Eligible Harvard graduate and undergraduate students will head to the polls on Wednesday and Thursday to weigh in on whether they want to begin collectively bargaining with the University through Harvard Graduate Students Union-United Automobile Workers. If a majority vote in favor of unionization, the union could form a bargaining committee, which would then distribute surveys to determine the content of a proposed negotiating agenda.
For the UConn Graduate Employees Union-UAW, the bargaining process began with surveying members of the bargaining unit and analyzing responses to determine what the union should prioritize, according to Stephen Manicastri, an organizer for GEU-UAW. Union leadership then developed an agenda and allowed members to vote on it, Manicastri stated.
“The reason for that is that one, a union is a democratic institution, and two, having a majority of union members complete the survey gives you the power at the bargaining table to say, this is really what people need in order to be the best researchers and the best teachers they can be at this university,” Manicastri said.
After several months of negotiations, the University of Connecticut and its graduate student union reached an agreement last week.

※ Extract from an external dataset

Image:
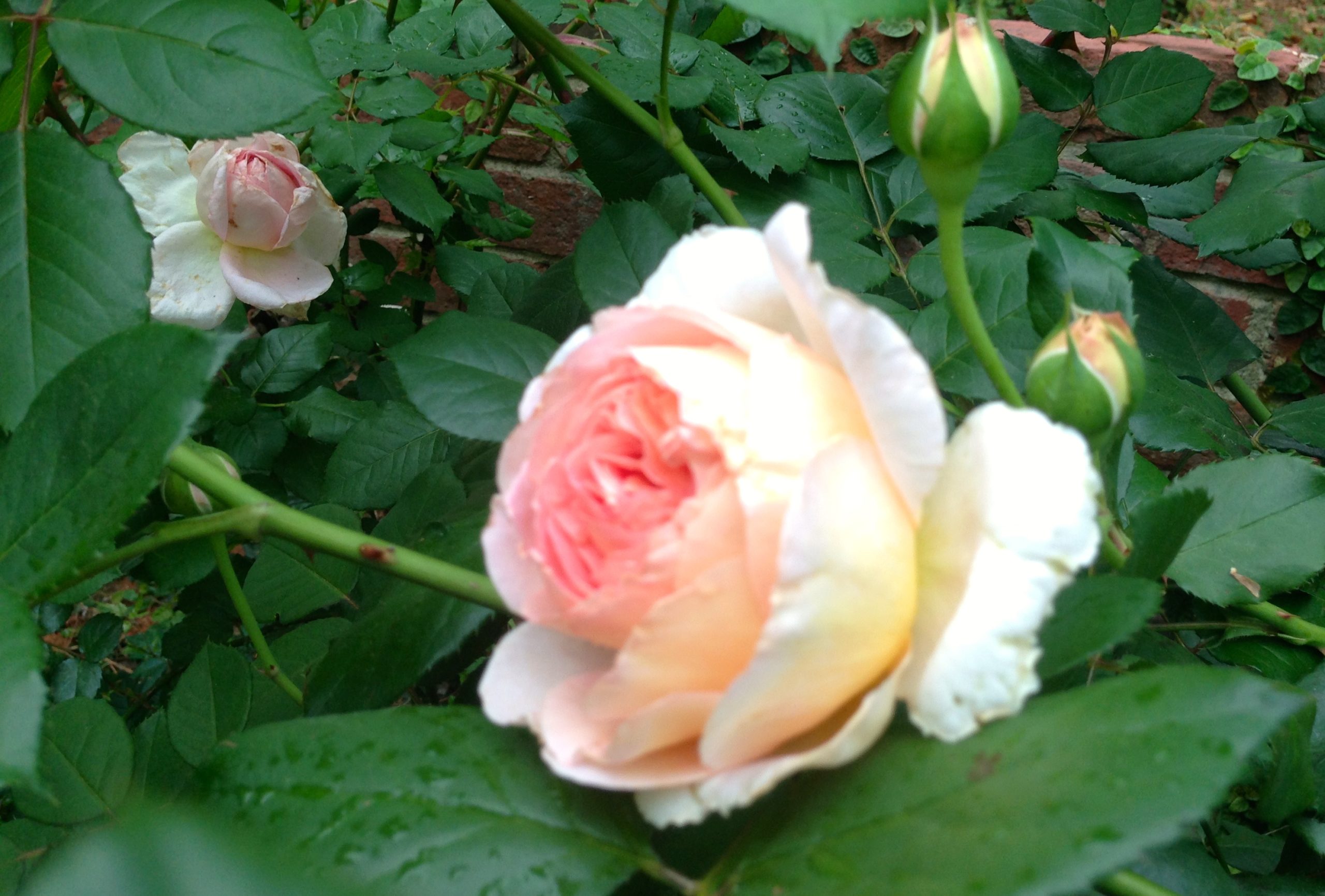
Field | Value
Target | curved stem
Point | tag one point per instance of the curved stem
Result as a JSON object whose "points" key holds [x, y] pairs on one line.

GEU-UAW’s first round of negotiations with administrators began in the fall of 2014 and finished in mid-April of 2015.
Manicastri said that the second round took around the same length of time, though he noted the process was made easier because the union was “more established” and had “basic language” in place to build upon.
“It can take about six months to a year, depending on what kind of mobilization there is among union members,” he added.

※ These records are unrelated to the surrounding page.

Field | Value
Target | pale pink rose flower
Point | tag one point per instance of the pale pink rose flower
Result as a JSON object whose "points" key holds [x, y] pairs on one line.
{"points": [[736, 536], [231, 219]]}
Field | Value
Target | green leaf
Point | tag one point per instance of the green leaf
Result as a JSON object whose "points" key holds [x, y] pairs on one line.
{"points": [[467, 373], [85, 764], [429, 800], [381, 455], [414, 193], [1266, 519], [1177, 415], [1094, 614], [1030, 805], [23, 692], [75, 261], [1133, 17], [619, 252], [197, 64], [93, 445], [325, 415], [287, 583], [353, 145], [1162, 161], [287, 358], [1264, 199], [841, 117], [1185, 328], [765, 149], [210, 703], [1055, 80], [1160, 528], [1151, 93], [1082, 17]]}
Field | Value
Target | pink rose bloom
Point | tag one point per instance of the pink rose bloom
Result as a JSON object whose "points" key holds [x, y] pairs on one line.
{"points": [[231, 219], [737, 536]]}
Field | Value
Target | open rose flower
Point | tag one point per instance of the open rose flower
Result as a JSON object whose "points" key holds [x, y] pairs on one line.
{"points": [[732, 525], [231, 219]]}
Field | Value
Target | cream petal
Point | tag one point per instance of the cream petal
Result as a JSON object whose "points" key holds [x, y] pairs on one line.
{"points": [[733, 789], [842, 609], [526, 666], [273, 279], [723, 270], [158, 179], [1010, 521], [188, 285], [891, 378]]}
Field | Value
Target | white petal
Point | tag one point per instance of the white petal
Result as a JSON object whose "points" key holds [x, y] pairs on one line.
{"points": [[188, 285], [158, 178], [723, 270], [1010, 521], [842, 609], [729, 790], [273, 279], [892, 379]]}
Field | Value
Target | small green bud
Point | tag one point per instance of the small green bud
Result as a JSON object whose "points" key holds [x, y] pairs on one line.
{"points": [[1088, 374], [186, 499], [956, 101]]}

Though different precedents and regulations govern student unionization at private and public universities, University of Oregon Professor of Labor Education Gordon Lafer wrote in an email that he thinks there is “no great mystery” about how the bargaining at UConn would compare to the process at Harvard.
“The processes are essentially the same,” Lafer wrote.
In 2014, over 70 percent of graduate students at UConn voted in favor of a union. During Harvard’s first Nov. 2016 unionization election, later overturned on procedural grounds, about 52 percent of students voted against unionization.
Manicastri said that he thought the results of GEU-UAW’s negotiations helped convince students on his campus who did not support unionization. According to Manicastri, the contract includes increases to tuition waivers and stipends, interim protections for those who comes forward with sexual harassment allegations, and reduced workloads for research assistants in lab.
“There were obviously people that were skeptics and people that are ideologically opposed to unions,” he said. “The way that you reach out, you kind of show them that this does work, that this process does work.”
University spokespeople declined to comment when asked how Harvard’s administration would handle negotiations if this week’s vote is in favor of unionization.
In an email sent two weeks ago, University Provost Alan M. Garber ’76 highlighted resources that are already available to graduate students absent collective bargaining, including the University’s Title IX officers and the Harvard International Office. University officials have also repeatedly encouraged students to consider the “potential impact of unionization” and vote in the election.